The government seized and searched Mr. Ulbricht’s laptop. Ulbricht, backed by the National Association of Criminal Defense Lawyers, argued on appeal that the search violated what is known as the “particularity” requirement of the Fourth Amendment. Under the Fourth Amendment, all warrants must be supported by probable cause and “particularly describ[e] the place to be searched, and the persons or things to be seized.” The Framers adopted the requirement that a warrant describe in a particular manner both the place to be searched and what the government intends to seize as evidence of a crime to prevent “general warrants.” A general warrant is a warrant that grants government agents discretion to search any and all property owned by a criminal suspect in an unrestrained and exploratory manner. By contrast, the Fourth Amendment demands that agents tell the court, before searching a suspect’s property, where they plan to search, what they plan to seize, and how the place to be searched and the things to be seized relate to the charged conduct.
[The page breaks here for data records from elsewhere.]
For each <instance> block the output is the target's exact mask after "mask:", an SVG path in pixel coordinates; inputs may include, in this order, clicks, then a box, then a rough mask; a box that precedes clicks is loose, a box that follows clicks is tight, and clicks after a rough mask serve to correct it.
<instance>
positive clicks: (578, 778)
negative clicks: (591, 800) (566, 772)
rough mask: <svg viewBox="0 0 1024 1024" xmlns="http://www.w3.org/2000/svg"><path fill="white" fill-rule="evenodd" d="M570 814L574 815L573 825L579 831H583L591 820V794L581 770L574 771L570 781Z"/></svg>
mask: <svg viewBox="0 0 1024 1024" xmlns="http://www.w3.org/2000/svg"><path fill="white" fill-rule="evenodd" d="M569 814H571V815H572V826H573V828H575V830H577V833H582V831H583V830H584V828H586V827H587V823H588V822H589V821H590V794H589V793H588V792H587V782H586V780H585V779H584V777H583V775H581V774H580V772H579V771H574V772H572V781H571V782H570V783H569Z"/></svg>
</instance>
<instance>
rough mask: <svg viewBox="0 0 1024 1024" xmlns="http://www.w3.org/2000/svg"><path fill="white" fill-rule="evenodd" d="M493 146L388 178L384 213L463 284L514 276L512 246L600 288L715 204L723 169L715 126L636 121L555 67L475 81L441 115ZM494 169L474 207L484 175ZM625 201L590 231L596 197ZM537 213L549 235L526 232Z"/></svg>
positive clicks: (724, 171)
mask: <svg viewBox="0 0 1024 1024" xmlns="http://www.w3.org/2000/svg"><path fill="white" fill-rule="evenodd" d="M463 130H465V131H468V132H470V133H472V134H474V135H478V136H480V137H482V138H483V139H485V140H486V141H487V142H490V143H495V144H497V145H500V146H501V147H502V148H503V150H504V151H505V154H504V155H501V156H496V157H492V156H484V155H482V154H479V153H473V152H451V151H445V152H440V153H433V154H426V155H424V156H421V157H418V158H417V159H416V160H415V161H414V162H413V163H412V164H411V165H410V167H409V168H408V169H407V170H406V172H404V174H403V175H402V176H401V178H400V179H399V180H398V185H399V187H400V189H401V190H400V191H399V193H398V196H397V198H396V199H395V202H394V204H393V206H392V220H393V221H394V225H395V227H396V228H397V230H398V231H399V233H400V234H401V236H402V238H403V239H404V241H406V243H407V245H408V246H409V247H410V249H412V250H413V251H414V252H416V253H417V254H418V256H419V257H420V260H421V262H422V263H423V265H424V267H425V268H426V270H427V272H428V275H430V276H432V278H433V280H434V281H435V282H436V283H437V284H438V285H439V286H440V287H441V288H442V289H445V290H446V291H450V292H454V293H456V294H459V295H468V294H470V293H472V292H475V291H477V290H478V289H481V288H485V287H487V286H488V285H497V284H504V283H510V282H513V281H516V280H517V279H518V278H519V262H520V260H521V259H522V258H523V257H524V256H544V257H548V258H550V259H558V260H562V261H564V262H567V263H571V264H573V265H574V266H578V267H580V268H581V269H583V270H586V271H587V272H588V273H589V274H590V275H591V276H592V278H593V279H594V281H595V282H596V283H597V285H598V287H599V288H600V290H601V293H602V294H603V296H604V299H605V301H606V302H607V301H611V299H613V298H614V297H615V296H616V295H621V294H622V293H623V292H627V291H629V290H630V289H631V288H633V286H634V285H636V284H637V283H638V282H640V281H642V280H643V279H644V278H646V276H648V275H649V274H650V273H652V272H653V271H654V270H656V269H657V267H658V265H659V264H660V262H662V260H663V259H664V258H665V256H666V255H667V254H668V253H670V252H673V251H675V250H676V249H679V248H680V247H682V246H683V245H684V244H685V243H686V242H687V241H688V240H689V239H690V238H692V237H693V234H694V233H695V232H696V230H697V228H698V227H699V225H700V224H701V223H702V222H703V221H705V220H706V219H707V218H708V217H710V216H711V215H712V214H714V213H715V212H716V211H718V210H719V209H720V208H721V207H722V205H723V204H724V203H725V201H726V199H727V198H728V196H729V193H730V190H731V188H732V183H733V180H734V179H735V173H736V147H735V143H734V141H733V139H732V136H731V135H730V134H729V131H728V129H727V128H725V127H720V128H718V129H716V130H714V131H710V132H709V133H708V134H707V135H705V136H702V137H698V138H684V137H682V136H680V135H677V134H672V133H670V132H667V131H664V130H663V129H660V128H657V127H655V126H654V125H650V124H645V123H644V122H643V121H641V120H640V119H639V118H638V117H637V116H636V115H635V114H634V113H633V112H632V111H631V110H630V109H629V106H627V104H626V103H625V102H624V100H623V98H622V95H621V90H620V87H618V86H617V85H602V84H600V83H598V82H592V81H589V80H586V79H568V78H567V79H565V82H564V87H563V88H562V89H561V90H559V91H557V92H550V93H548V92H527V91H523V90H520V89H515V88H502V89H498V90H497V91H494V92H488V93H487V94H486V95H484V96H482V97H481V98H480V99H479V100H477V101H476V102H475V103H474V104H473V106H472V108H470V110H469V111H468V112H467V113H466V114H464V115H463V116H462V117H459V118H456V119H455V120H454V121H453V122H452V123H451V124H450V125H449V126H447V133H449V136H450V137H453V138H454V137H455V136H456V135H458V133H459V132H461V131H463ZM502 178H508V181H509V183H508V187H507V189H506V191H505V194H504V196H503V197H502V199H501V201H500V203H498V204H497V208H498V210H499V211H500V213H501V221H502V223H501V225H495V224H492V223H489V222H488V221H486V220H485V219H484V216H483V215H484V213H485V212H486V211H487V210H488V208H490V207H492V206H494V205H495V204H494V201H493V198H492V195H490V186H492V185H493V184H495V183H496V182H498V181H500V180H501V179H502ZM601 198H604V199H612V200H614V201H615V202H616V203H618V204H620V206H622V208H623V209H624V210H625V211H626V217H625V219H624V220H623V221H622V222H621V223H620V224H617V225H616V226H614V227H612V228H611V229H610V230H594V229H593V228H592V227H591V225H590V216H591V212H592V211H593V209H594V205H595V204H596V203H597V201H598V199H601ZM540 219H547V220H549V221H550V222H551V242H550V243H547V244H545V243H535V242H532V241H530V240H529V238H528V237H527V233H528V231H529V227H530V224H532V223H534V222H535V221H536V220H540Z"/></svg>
Systems with digital information present special challenges for agents attempting to describe the target of their search and for courts attempting to fashion warrants that don’t authorize agents to rummage through wholly irrelevant digital files. The appeals court in U.S. v. Ulbricht recognized that hard drives typically contain a wide range of highly sensitive information, such as “tax records, diaries, personal photographs, electronic books, electronic media, and medical data, records of internet searches, [and] banking and shopping information.” Second, as a practical matter, it is difficult—if not impossible in most cases—for the government to separate sensitive, private, or irrelevant information from information that is targeted before they conduct an examination of a digital device. Often, agents must seize a suspect’s entire computer system, or gain access to a suspect’s entire email account, before they can determine if it contains evidence relevant to their investigation.